Respect Diversity: The Electoral Vote is the Will of the People

Julie Ann Ponzi

November 1, 2000

The worst part about the political drama unfolding in Florida may be what the “experts” are saying about the Constitution. They tell us that the Electoral College is an outdated and outmoded form of calling presidential elections. They tell us that the only reason it was ever created was out of a fear of the stupidity of uniformed voters. As Hillary Clinton has put it in her calls for a Constitutional amendment to eliminate the Electoral College: “I’ve always thought we had outlived the need for an Electoral College, and now that I’m going to the Senate, I am going to try to do what I can to make clear that the popular vote, the will of the people, should be followed.”

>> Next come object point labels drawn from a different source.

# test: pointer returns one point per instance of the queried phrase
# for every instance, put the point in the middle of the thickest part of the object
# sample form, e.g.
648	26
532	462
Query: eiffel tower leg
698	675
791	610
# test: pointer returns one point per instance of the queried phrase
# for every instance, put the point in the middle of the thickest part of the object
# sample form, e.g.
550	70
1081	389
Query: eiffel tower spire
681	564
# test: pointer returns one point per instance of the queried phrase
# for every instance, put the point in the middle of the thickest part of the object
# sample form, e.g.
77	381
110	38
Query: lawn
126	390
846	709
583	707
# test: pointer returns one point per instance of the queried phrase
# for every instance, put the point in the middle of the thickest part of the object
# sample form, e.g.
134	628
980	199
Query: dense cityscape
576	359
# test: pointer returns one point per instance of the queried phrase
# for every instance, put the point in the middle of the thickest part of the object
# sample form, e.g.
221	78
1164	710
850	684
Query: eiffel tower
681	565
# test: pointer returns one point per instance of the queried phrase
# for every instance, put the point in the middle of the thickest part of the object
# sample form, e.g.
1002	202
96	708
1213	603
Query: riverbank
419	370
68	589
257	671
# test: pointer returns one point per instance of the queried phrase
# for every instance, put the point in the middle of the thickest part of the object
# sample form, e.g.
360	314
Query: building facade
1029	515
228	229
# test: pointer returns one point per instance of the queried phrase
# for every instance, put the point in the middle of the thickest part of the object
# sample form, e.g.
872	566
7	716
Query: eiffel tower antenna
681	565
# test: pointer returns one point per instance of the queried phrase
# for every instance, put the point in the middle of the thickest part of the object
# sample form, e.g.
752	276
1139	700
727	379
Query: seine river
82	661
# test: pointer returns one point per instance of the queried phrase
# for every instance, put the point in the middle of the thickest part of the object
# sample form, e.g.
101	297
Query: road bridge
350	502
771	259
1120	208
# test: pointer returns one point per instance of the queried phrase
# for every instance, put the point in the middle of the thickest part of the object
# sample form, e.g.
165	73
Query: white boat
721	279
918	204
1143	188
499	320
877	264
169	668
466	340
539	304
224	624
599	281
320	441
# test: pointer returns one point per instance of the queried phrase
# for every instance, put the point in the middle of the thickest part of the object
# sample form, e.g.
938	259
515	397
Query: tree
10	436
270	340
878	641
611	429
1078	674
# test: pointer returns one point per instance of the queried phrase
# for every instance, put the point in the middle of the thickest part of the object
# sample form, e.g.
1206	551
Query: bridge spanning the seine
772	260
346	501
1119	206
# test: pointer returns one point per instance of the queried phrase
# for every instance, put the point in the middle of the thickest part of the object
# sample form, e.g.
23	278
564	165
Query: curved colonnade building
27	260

The men who wrote our Constitution had greater fears than voter stupidity–something that ironically distinguishes them from the Gore camp in Palm Beach. In fact, their fear was not so much stupidity of the American voter as of the wiles of overly ambitious politicians who might demagogue large segments of the population. Pretenders who might promise them bread and circuses in exchange for their votes might also subvert the rational and considered opinion of the country at large.

The Constitution is designed to stand as bedrock in times of great change and turmoil. It reflects a rational and considered opinion of the American people. If the rule of law prevails in our hearts and minds, we will respect it as the representation of our solemn will. Opinions change and fluctuate for all kinds of reasons and with great speed. But our respect fundamental opinion, the Constitution, should stand and guide us through these tempests.

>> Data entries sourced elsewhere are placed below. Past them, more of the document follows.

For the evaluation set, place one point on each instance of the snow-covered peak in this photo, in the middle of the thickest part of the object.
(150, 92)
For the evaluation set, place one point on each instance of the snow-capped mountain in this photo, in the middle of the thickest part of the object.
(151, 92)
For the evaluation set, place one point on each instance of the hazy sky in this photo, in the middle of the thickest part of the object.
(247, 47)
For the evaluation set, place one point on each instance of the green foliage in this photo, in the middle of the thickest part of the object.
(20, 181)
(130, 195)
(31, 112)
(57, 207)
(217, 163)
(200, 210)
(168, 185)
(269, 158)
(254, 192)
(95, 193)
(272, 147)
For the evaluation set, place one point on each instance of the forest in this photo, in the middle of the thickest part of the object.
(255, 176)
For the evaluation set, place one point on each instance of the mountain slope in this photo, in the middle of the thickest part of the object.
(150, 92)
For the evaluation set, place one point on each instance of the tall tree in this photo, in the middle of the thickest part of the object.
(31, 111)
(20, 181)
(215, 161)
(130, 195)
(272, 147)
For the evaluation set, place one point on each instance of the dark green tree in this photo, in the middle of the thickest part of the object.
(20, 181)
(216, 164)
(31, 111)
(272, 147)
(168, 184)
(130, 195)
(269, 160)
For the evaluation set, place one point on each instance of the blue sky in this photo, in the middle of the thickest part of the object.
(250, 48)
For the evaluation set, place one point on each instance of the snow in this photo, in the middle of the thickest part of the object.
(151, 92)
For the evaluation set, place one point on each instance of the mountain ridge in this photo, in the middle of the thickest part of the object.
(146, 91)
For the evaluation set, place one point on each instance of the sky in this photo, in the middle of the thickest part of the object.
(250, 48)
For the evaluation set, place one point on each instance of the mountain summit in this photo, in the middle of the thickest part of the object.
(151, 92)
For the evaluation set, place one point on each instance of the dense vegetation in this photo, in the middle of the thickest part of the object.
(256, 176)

The Founders knew that a nation is composed of more than individual citizens. We are not now and never were intended to be a simple democracy. Such systems may work when there is a small homogeneous community in question but even in the time of the Founders our country was thought to be too diverse for such a simplistic plan. There are competing interests, geographical and regional differences, and in the case of rural versus city life, completely different approaches to day-to-day life. A President, when representing that nation, must reflect all of this–not just a segment of it. If he owes his election only to a popular vote energized and fueled by one set of interests, citizens not part of that segment cannot feel secure that their interests or rights will be protected.

Remember that the Founders drafted our Constitution but they did not legitimize it. It had to be ratified by the American people and, to the extent that we do not object through the channels therein provided, we are bound by it. If we choose to change it we may do so but an unconsidered opinion on changing our Constitution is as dangerous as a conscious disregard of the law. If we are going to have a debate about such monumental questions as the usefulness of the Electoral College, let us have it apart from the heated discussions that pre-occupy the nation at this time.

The irony not seen by those opposed to the Electoral College is that it is meant to secure a voice for the otherwise oppressed. It is meant to protect the rights of the minority in a national election. But above all, it is part of our Constitution and, as such, it is the solemn will of the American people. A refusal to acknowledge that is a willingness to cast a blind eye upon the tyranny that comes when the rule of law is ignored. But in the age of Clinton, should that really surprise us?

Julie Ann Ponzi is an adjunct fellow of the Ashbrook Center and former professor of American Politics. She is now a stay-at-home mother.